Nokia's AI Bet Faces Market Scrutiny Ahead of Earnings
12.03.2026 - 05:08:52 | boerse-global.deAs Nokia prepares to report its first-quarter results, the telecommunications equipment giant finds itself at a strategic crossroads. The company's aggressive push into AI-powered networks, backed by a major partnership, is being weighed against recent insider selling and a cautious shift in analyst sentiment. The coming financial disclosure will be closely watched for early signs that its substantial investments are translating into commercial momentum.
Strategic Pivot and Market Movements
Central to Nokia's future is its collaboration with NVIDIA on AI-RAN (Radio Access Network) technology. The alliance, which includes a direct $1 billion investment from NVIDIA, aims to integrate artificial intelligence directly into mobile network infrastructure. Successful tests of GPU-accelerated network workloads were demonstrated at the 2026 Mobile World Congress in Barcelona, including trials at T-Mobile's Innovation Centre in Seattle. There, a single NVIDIA server simultaneously handled video streaming, generative AI requests, and AI-based video captioning.
The initiative has drawn involvement from several major carriers, including BT, Elisa, NTT DOCOMO, and Vodafone. Nokia has outlined a roadmap that targets initial commercial testing in 2026, with a full-scale market launch scheduled for the following year.

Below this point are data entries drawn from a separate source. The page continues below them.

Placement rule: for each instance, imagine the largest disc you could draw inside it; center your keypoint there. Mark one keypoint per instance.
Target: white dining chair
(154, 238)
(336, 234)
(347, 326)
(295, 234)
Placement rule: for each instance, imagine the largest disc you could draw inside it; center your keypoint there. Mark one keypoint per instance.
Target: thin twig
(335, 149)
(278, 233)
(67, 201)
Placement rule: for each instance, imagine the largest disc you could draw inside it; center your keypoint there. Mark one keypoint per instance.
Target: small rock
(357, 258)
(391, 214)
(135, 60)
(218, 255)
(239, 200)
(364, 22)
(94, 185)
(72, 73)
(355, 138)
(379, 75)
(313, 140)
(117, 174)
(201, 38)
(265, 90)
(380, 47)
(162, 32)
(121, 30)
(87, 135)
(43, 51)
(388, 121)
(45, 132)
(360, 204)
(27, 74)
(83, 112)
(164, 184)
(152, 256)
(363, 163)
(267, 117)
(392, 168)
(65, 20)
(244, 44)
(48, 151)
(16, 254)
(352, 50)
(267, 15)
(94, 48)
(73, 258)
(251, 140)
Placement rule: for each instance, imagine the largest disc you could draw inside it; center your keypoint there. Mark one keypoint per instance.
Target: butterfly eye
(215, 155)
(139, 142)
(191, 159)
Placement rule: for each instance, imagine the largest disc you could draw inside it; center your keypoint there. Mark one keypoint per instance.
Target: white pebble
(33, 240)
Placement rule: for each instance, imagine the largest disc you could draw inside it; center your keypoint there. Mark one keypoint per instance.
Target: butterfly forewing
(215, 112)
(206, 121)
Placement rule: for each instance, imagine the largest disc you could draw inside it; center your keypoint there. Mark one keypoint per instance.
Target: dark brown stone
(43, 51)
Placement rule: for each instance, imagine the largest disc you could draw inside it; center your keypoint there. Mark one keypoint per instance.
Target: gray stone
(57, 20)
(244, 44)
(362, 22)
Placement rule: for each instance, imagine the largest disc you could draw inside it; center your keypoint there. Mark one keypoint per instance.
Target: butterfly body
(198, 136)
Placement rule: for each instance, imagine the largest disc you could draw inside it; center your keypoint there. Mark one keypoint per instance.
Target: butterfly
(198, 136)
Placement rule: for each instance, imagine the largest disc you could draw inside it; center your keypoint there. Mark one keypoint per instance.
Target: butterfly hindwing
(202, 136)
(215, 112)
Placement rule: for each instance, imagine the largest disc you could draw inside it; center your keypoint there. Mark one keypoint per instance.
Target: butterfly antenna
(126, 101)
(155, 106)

Conflicting Signals from Insiders and Institutions
This strategic build-up has been met with mixed signals from the market. On March 10, a mandatory EU disclosure revealed that Raghav Sahgal, Nokia's Chief Customer Officer since January 2026, sold 150,000 shares on the London exchange at a weighted average price of €6.71. This transaction occurred as the company was implementing a recent organizational realignment.
Conversely, institutional interest appears robust. Investment bank Jefferies established a new position in the third quarter, acquiring approximately 955,000 shares valued at around $4.6 million. Trading volume on that same day surged to 60.8 million shares—roughly 67% above the three-month average. Demand for Nokia call options also saw a noticeable increase, indicating speculative interest in potential upside.
Should investors sell immediately? Or is it worth buying Nokia?
Analyst Caution and the Upcoming Financial Report
Despite these developments, some market experts are adopting a wait-and-see approach. Danske Bank recently downgraded its rating on Nokia from "Buy" to "Hold," setting a price target of €6.50, which sits slightly below the current trading level. The analysts cited uncertainty over the timeline for the company's strategic investments to materialize into measurable revenue growth.
Nokia's full-year 2025 results showed revenue of €19.9 billion and an operating profit of €2.0 billion. For 2026, management is guiding for a comparable operating profit ranging between €2.0 and €2.5 billion.
All eyes are now on the quarterly report due in late April. This will be the first earnings release structured under Nokia's new reporting segments: Network Infrastructure and Mobile Infrastructure. The figures will provide the clearest indication yet of whether the company's ambitious AI network strategy is beginning to leave a tangible mark on its financial performance.